Actor Denzel Washington on Monday said the prison system is not to blame for crime in black communities, and that, “if the father is not in the home, the boy will find a father in the streets,” according to a report in The Grio.
Washington, who plays a criminal defense lawyer who works to address social injustice in his new movie, “Roman J. Israel, Esq.” said positive changes for people in the black community starts with the way children are raised.
“If the streets raise you, then the judge becomes your mother and prison becomes your home,” the 62-year-old Washington said during a screening of his film at New York’s Henry R. Luce Auditorium.
“It starts with how you raise your children. If a young man doesn’t have a father figure, he’ll go find a father figure,” he added. “So you know I can’t blame the system. It’s unfortunate that we make such easy work for them.”
Washington says people in the 1990s inspired him to stay hopeful about change.

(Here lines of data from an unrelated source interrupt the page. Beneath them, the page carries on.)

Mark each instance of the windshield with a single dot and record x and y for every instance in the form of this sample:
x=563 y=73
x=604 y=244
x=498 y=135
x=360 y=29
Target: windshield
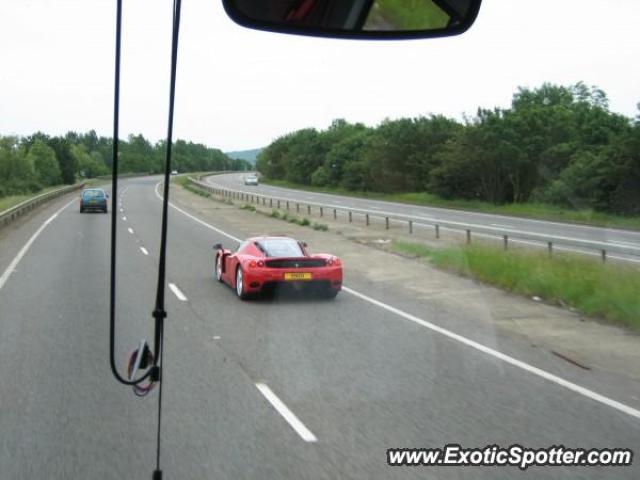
x=280 y=247
x=402 y=260
x=93 y=194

“I remember when I was doing the movie ‘Malcolm X,’ and we were doing a speech up at Columbia, we had a bunch of students from Columbia University,” Washington told The Grio. “In between takes, we were talking about things and how tough the world is, and I was like, ‘With everything we’re talking about, does it make you want to give up?’”
And they’re like, “Oh, no no, we’re gonna change it,” he said. “I was like, ‘Oh, I’m the cynic.’”
“So I pray that young people never lose that fire, I don’t think they will. And needless to say there’s a lot for them to work on,” he added.